Nunca sabré con certeza cómo fueron los últimos días de Abe. La verdad más confiable de su historia es que no hay una sola historia. Hay leyendas y anécdotas, hechos y misterios, recordados, reimaginados y alterados, todos contados al servicio del narrador y escuchados, sin duda, como yo quería escucharlos.

Pero me imagino que Abe Feller experimentó los acontecimientos de 1952 no como un desvío difícil o un revés temporal, sino como la muerte de un mundo.
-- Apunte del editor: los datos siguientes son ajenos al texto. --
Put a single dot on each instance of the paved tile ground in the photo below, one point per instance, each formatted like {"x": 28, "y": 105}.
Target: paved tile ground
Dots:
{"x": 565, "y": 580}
No necesariamente el mundo exterior igualitario con el que había soñado y trabajado tan duro para hacer realidad, sino el mundo que llevaba dentro, un mundo interior gobernado por la razón y rebosante de compasión. Ese mundo, después de todo, debe haber parecido repentinamente convertido en una ficción. Creo que Abe podría haber querido decir literalmente cuando dijo: “Me estoy volviendo loco”, que podría haber estado sintiendo algo así como un planeta arrojado fuera de órbita, inexplicablemente abandonado por leyes infalibles.

Parece probable que para Abe Feller, un hombre compuesto esencialmente por la fe en la razón, el compromiso y la comunidad humana —una convicción de que la unidad siempre es posible porque todos queremos las mismas cosas— la confrontación con el nihilismo imperturbable de McCarran, McCarthy y Cohn, y la revelación resultante de que su alojamiento había abierto las puertas a los enemigos del compromiso, debe haber sido fatalmente desorientador. Uninversión de todo lo que había conocido como “realidad”.

Debe haber tirado el mundo de sus pies.

Si se encuentra en una crisis, llame a la Línea de vida de crisis y suicidio 988 marcando 988, o comuníquese con la Línea de texto de crisis enviando un mensaje de texto TALK al 741741.

Una versión diferente de esta historia fue publicada una vez por la Gran Mesa Redonda en 2015.